We were experiencing lower than expected performance on our DriveAGX Pegasus, running DriveOS 10. When analyzing our application using “nvprof” could identify calls to ‘cudaMalloc’, allocating memory for the iGPU, as one of the problems. I wrote a small test program:
#include <chrono>
#include <iostream>
#include <cuda.h>
int main (int argc, char** argv){
int n = 1000;
unsigned sizeX = 1920u;
unsigned sizeY = 1208u;
cudaSetDevice(1);
float *in;
cudaMalloc(&in, sizeX*sizeY*sizeof(float));
auto start = std::chrono::high_resolution_clock::now();
double tMalloc = 0.0, tCopy = 0.0, tFree = 0.0;
for(int i = 0; i < n; ++i) {
float* tmp;
auto t0 = std::chrono::high_resolution_clock::now();
cudaMalloc(&tmp, sizeX*sizeY*sizeof(float));
auto t1 = std::chrono::high_resolution_clock::now();
cudaMemcpy(tmp, in, sizeX*sizeY*sizeof(float), cudaMemcpyDeviceToDevice);
auto t2 = std::chrono::high_resolution_clock::now();
cudaFree(tmp);
auto t3 = std::chrono::high_resolution_clock::now();
tMalloc += static_cast<double>((t1 - t0).count())/1000000.0;
tCopy += static_cast<double>((t2 - t1).count())/1000000.0;
tFree += static_cast<double>((t3 - t2).count())/1000000.0;
}
auto end = std::chrono::high_resolution_clock::now();
std::chrono::duration<double> elapsed = end - start;
std::cout << " cudaMalloc " << tMalloc / n << " ms, "

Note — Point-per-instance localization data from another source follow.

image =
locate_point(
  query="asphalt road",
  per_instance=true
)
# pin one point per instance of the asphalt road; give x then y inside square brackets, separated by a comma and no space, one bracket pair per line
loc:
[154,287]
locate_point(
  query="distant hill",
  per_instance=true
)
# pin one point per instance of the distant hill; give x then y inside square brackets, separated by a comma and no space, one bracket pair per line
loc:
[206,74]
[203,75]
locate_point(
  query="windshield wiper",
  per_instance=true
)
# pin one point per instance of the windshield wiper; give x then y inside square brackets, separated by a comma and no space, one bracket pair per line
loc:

<< " cudaMemcpy " << tCopy / n << " ms, "
<< " cudaFree " << tFree / n << " ms"
<< std::endl;
cudaFree(in);
}
When I run this on the Xavier A, I get the following output:
cudaMalloc 11.9218 ms, cudaMemcpy 0.0491907 ms, cudaFree 0.974387 ms
When running on the Xavier B, the output looks as follows:
cudaMalloc 6.02418 ms, cudaMemcpy 0.0661738 ms, cudaFree 0.953712 ms
So the “cudaMalloc” takes much longer than it should. It is also much slower on the Xavier A than on the Xavier B. Before running this test, I enabled the usage of all 6 CPU cores as described here and stopped all services I don’t need as described here
For comparison, I run my code also on a DrivePX2 with the following results:
On TegraA:
cudaMalloc 0.926063 ms, cudaMemcpy 0.084942 ms, cudaFree 1.32754 ms
On TegraB:
cudaMalloc 0.638675 ms, cudaMemcpy 0.0383388 ms, cudaFree 1.34566 ms
So I am wondering if there is something wrong with my setup or if others do see the same result.
Furthermore, does anybody have an idea how memory for the iGPU could be allocated faster on the DriveAGX?